AI in financial services

There is a middle-ground to be found here. Artificial intelligence chatbots can offload some easy-to-solve tasks from customer service teams, so they can focus on added value and complex cases.

That should be the premise of any automation: augment the workforce to elevate your customer service.

Fraud / AML / KYC

Every day, huge quantities of digital transactions take place as users move money, pay bills, deposit checks, trade stocks and do more via online accounts and smartphone applications. More and more data is created every day. It is exponential: over 90% of all data on the internet has been created since 2016. An increased complexity that financial institutions have to deal with. Because as technology evolves, so do the criminals using it. Money laundering schemes become more elaborated, it becomes easier to falsify an identity, so forth and so on.

The need to ramp up cybersecurity and fraud detection efforts is therefore now a necessity for any bank or financial institution, and artificial intelligence is playing a key role in improving the security of online banking. Again, AI models can learn many possible fraud scenarios. You can partly automate KYC through machine learning, for instance to match someone’s ID with a selfie. It is lowering false positives and human error, which again has the possible to make finance much more inclusive.


Personal Financial Management (PFM) tools can be greatly improved through the use of artificial intelligence. At the moment, most of these tools are focusing on using past data to predict when for instance you are likely to run out of cash. Many falsely claim to be AI, when they are in fact simple rules-based mechanisms. But others do use machine learning.

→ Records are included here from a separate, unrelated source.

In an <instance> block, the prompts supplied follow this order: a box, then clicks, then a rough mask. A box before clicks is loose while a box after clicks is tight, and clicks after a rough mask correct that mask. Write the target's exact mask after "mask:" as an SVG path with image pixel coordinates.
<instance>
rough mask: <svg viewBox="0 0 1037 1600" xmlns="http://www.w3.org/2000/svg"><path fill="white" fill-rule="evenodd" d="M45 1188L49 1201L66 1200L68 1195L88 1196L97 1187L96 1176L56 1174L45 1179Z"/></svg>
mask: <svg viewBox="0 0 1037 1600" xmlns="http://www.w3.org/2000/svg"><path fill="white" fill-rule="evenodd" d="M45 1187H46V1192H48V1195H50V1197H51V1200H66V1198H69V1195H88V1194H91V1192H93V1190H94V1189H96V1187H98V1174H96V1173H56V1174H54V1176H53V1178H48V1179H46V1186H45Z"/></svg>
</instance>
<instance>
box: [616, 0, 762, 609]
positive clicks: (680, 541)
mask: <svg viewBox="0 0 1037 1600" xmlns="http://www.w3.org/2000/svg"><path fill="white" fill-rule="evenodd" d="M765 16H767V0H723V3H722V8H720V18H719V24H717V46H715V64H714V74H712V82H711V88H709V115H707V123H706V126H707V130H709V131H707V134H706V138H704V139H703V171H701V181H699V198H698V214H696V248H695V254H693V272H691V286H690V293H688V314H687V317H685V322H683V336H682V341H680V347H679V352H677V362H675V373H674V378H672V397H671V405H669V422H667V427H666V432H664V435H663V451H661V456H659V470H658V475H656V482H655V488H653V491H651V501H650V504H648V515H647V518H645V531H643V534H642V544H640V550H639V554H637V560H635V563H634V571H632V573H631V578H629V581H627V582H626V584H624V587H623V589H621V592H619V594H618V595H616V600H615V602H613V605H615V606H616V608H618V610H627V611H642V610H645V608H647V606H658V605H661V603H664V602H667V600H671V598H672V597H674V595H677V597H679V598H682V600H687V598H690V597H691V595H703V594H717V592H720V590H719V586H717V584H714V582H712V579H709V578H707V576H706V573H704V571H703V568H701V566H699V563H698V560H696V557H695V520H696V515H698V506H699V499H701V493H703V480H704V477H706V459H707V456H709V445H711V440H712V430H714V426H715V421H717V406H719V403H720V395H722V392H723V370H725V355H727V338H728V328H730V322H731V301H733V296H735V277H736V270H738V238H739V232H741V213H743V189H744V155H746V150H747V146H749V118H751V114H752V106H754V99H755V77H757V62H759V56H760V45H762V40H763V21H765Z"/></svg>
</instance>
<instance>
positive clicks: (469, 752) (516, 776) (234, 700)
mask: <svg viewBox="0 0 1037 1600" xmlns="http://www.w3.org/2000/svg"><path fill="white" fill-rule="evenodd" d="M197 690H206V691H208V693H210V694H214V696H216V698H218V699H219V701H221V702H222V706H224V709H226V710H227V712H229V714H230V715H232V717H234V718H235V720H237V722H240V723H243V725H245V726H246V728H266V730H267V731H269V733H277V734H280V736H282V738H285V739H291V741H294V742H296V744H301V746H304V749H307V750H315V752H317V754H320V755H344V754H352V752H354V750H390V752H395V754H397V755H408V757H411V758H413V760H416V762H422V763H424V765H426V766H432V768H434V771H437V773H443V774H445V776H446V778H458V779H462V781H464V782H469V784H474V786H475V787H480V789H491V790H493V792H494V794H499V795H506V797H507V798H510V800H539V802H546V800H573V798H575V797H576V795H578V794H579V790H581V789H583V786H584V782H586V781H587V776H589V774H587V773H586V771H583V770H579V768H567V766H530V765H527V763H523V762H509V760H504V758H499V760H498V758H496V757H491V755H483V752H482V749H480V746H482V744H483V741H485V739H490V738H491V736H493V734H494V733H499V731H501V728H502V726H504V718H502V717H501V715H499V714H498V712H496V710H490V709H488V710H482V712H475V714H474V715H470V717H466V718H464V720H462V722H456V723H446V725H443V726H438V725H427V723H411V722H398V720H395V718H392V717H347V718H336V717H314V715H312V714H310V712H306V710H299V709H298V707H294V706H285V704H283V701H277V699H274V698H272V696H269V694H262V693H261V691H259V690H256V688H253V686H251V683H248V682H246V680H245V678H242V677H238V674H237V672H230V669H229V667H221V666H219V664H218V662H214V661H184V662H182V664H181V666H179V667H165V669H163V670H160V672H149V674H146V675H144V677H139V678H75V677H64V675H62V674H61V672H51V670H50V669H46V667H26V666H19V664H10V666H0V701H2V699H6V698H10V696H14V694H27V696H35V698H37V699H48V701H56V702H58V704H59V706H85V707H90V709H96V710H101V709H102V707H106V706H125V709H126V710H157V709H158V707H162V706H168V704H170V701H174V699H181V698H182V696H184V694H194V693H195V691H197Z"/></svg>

Investments is an area that is being transformed by AI. Heard of robo-advisors? Well, they are all rage these days. And for a simple reason: it is bringing advisory and investment management to the masses. Very logically, most people were not getting financial advice because, well, they had not enough money. Maybe that’s not obvious to everybody but if it is not economically viable, it is quite normal that a bank or wealth manager would not do it. They are usually paid a small percentage of your overall investment. And you need to pay the guy who is investing the money, the infrastructure, etc. But through automation and using machine learning models to invest, it suddenly becomes incredibly cheap to mimic the best stock investors.

What next?

There are many more use cases with some being very specific and niche. Overall, AI is having a tremendous impact on fintechs and banks. There are many things you can do with AI in financial services. And what we have seen is only a tiny fraction of what is really possible. The cost savings potential for banks from AI are huge. And fintechs leverage the technology much more than incumbents. As they slowly eat market share, we will see more AI in financial services.

The applications are limitless because in theory, AI is. However, there are some limitations. At any given time, we should be able to have control over it and know how a decision has been made. Not because we think that some computer is going to take over the world. It is more about audit. The infamous black box dilemma: in financial services, you need to be able to explain how you came up with a decision because the regulator will eventually ask you. That’s normal, financial decisions have a huge impact on one’s life. Therefore, AI models have to be developed carefully, and we need to avoid biases at all costs. It can be an issue as inherent bias can be incorporated into a model unconsciously by the developers. Ethics at the centre of AI, that will be the next challenge.